Incident report: August 2 - 5 Partial Outages

Between Saturday, August 2 and Tuesday, August 5, Gadget apps experienced three partial outages. We apologize deeply for this disruption and the issues it may have caused for you and your end users. This report details the causes of the outages and outlines how we will prevent them in the future.
We know your apps rely on Gadget to be up and functional, and during these incidents, we did not deliver. We’ve analyzed affected applications to discount any excessive request time caused by these outages. If you have any questions or concerns about these incidents or the impact on your bill, please reach out to us on Discord.
Summary
- Incident 1: PgBouncer pool pressure – Saturday, Aug 2 (~2:00 AM EDT – ~10:00 AM EDT): Some apps experienced a much higher rate of
GGT_DATABASE_OPERATION_TIMEOUT
orGGT_TRANSACTION_TIMEOUT
errors. This was caused by unavailable connections within a subset of our PostgreSQL connection poolers, leading to elevated latency and intermittent errors on database operations.

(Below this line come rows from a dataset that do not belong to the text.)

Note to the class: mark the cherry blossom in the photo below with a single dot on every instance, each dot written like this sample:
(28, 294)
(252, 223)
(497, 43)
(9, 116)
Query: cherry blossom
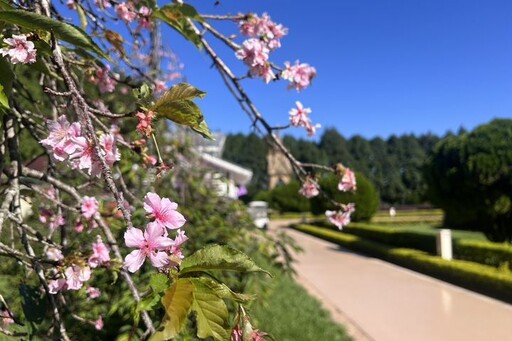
(54, 254)
(175, 248)
(309, 189)
(299, 75)
(253, 53)
(256, 27)
(98, 324)
(145, 127)
(89, 207)
(299, 115)
(101, 254)
(149, 243)
(6, 318)
(144, 19)
(60, 139)
(164, 211)
(76, 276)
(108, 144)
(347, 181)
(92, 293)
(125, 12)
(20, 50)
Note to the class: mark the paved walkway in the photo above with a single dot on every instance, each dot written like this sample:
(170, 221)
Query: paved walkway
(379, 301)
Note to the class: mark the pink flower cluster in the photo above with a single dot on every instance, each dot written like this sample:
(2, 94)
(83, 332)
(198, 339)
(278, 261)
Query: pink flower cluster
(340, 218)
(263, 28)
(145, 127)
(299, 75)
(254, 53)
(100, 254)
(127, 12)
(20, 50)
(265, 36)
(309, 189)
(299, 118)
(66, 142)
(347, 181)
(154, 242)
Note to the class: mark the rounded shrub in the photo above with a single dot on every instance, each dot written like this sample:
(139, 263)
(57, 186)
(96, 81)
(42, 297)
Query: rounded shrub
(365, 197)
(470, 178)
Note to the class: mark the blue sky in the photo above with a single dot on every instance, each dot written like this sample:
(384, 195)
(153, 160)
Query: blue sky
(384, 67)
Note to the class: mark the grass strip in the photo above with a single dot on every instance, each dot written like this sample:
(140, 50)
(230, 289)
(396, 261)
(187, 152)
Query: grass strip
(477, 277)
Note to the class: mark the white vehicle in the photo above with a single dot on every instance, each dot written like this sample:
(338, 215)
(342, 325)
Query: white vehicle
(259, 212)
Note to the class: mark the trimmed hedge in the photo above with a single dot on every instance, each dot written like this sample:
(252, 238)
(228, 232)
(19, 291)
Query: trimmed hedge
(487, 253)
(481, 278)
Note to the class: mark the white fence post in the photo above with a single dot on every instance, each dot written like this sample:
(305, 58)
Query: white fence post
(444, 244)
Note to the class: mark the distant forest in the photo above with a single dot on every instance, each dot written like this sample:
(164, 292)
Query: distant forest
(394, 165)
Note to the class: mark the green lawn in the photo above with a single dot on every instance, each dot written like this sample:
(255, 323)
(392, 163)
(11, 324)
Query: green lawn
(291, 314)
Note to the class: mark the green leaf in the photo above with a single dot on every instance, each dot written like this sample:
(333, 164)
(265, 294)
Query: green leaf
(4, 101)
(67, 32)
(216, 257)
(5, 5)
(159, 282)
(223, 291)
(176, 15)
(81, 15)
(177, 302)
(212, 313)
(176, 104)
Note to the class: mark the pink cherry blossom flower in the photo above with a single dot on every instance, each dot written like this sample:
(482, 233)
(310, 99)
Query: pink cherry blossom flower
(89, 207)
(299, 115)
(299, 75)
(79, 227)
(76, 276)
(92, 293)
(348, 181)
(144, 19)
(253, 53)
(6, 318)
(98, 324)
(71, 4)
(164, 211)
(108, 145)
(102, 3)
(126, 12)
(56, 285)
(60, 139)
(145, 127)
(84, 157)
(312, 128)
(264, 28)
(149, 244)
(54, 254)
(338, 218)
(309, 189)
(159, 86)
(100, 255)
(20, 50)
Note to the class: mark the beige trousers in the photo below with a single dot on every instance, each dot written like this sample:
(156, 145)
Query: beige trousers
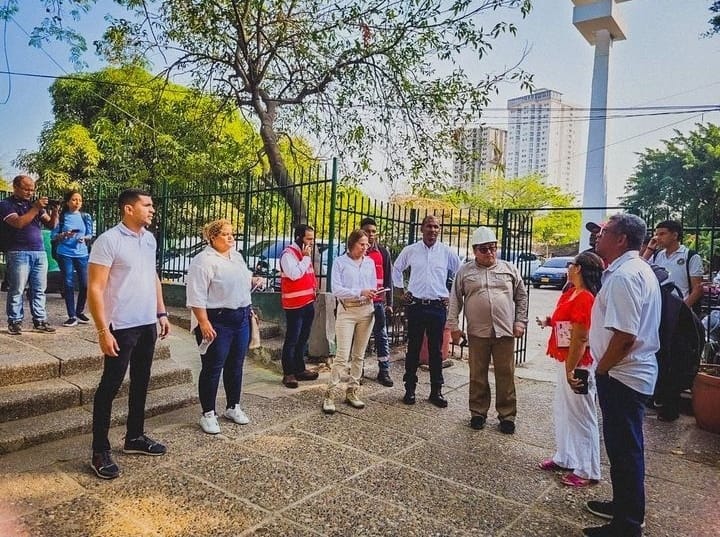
(501, 350)
(353, 327)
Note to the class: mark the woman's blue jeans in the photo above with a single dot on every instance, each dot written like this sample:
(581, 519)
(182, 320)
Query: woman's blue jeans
(69, 266)
(226, 356)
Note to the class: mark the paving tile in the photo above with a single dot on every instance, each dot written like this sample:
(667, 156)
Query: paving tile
(265, 481)
(85, 516)
(364, 435)
(465, 508)
(300, 449)
(174, 504)
(495, 465)
(369, 517)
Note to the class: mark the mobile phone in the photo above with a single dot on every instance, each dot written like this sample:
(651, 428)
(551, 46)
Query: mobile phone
(582, 374)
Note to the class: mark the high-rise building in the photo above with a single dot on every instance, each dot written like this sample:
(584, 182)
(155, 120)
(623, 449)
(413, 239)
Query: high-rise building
(542, 138)
(483, 155)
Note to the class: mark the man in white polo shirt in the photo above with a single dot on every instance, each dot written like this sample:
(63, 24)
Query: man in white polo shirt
(624, 339)
(126, 303)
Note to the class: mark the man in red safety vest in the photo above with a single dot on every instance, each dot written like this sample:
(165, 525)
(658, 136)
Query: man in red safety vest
(298, 288)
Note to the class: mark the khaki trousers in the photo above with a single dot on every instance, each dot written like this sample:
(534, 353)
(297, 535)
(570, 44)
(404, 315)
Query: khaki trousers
(501, 350)
(353, 327)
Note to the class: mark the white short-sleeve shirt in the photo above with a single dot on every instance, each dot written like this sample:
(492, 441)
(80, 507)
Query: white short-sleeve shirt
(629, 301)
(131, 291)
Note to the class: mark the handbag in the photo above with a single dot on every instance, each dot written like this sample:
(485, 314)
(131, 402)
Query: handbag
(254, 331)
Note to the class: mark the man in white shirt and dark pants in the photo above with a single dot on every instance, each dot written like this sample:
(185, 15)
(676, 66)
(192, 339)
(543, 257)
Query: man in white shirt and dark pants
(426, 297)
(624, 339)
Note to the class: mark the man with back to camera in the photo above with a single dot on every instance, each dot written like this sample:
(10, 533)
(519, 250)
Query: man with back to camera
(686, 271)
(126, 303)
(298, 289)
(27, 261)
(493, 296)
(382, 302)
(624, 339)
(426, 298)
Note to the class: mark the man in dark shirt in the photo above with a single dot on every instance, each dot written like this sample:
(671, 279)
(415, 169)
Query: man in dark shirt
(26, 258)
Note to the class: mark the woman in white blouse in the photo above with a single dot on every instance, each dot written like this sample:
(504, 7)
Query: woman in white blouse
(218, 292)
(354, 284)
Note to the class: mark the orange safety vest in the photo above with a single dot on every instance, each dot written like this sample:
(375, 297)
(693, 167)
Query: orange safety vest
(295, 294)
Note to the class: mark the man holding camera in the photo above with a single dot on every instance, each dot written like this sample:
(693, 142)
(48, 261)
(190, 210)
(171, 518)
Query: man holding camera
(26, 258)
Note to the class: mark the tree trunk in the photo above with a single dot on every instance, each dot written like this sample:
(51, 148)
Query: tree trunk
(292, 195)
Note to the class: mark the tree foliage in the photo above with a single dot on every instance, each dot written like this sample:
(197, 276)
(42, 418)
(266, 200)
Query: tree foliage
(121, 125)
(684, 174)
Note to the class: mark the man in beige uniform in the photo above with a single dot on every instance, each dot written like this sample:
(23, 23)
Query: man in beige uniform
(495, 302)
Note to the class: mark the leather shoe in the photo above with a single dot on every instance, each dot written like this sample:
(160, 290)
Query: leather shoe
(290, 381)
(477, 422)
(307, 375)
(384, 378)
(438, 400)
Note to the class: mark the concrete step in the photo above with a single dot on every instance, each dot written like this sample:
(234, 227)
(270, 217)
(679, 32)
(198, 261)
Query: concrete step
(23, 433)
(41, 397)
(25, 359)
(181, 317)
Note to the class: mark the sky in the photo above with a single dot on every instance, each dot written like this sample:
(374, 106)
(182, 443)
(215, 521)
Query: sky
(664, 61)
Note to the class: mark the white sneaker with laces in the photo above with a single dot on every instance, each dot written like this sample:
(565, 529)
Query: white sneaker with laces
(237, 415)
(208, 423)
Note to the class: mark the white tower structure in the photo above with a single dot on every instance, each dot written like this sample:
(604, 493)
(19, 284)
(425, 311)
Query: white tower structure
(484, 155)
(542, 139)
(598, 22)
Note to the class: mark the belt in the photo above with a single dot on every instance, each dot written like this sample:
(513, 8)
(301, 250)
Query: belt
(429, 302)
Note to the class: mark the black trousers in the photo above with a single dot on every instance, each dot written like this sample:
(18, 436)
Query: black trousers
(137, 347)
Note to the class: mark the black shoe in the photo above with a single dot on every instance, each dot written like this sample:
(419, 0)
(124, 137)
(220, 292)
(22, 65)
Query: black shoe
(437, 399)
(477, 422)
(144, 445)
(42, 326)
(384, 378)
(104, 466)
(507, 427)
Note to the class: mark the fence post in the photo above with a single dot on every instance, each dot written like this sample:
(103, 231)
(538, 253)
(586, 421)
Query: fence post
(331, 241)
(246, 220)
(412, 226)
(163, 226)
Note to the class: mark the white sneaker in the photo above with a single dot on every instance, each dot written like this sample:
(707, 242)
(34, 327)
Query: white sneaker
(237, 415)
(209, 424)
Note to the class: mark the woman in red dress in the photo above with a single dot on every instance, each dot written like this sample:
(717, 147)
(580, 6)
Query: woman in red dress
(577, 435)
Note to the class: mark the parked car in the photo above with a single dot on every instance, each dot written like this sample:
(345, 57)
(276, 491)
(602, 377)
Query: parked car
(552, 272)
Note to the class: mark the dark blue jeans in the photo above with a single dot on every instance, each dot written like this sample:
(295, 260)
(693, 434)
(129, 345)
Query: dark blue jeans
(225, 355)
(382, 346)
(623, 410)
(425, 319)
(297, 333)
(69, 266)
(137, 347)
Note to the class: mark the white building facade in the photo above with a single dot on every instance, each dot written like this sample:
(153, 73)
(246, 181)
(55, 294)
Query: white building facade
(483, 155)
(542, 138)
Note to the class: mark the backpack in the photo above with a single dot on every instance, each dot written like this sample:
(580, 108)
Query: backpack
(691, 253)
(682, 334)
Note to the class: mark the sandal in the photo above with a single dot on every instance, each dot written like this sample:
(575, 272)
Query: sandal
(549, 465)
(572, 480)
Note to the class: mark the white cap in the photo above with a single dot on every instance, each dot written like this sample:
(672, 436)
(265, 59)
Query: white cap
(482, 235)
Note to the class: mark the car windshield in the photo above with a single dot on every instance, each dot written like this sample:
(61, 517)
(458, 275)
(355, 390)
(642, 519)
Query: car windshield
(556, 262)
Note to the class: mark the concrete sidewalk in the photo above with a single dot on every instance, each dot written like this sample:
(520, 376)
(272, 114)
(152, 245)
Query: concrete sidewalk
(386, 470)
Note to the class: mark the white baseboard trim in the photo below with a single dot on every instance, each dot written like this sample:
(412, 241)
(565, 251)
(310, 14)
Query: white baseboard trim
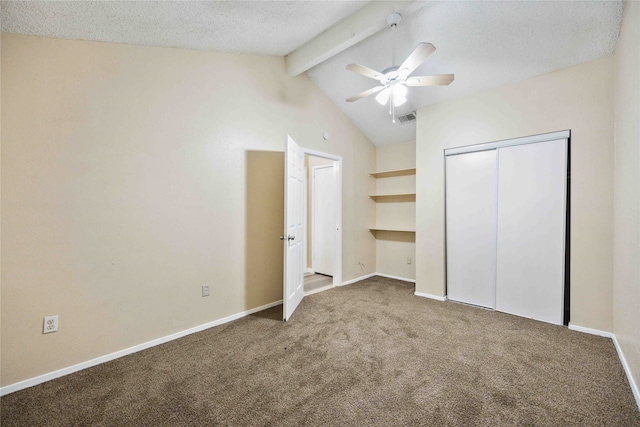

The connection pool pressure was caused by one broken workload holding many idle database transactions longer than expected, consuming an unfair share of pooled connections. - Incident 2: Background migration & CPU saturation – Tuesday, Aug 5 (3:27 PM EDT – ~5:30 PM EDT, with follow-up effects into the evening): Apps got intermittent 502 Bad Gateway or
GGT_DATABASE_OPERATION_TIMEOUT
errors. This was caused by a Gadget platform background migration task that mistakenly triggered a large wave of TypeScript client rebuilds on one of the platform worker queues. In high volumes, these client rebuild jobs were so CPU‑intensive they saturated some individual servers' total available CPU, causing key services like our load balancers to be CPU-starved and fail to process requests. - Incident 3: DB timeouts & Redis eviction – Tuesday, Aug 5 (10:44 PM EDT – ~12:00 AM EDT): Apps saw elevated latencies, delayed background work, and some
GGT_DATABASE_OPERATION_TIMEOUT
errors. This was caused by a GCP issue causing massive packet loss from a select few nodes in the main Gadget cluster. The affected nodes remained online and operational but with extremely limited network bandwidth, which caused a number of system-wide issues. Processes on the slow nodes could still read from key systems like our Redis cache or our Postgres databases, but read so slowly that they caused a pile-up of server-side queues within these systems. The issue was resolved as we rescheduled affected workloads off the slow nodes, and the provider incident abated.
Incident Impact
- User‑facing: Intermittent 5xx responses and elevated latency during the windows above; some background actions delayed; a subset of production environments saw client/schema mismatches until clients were regenerated.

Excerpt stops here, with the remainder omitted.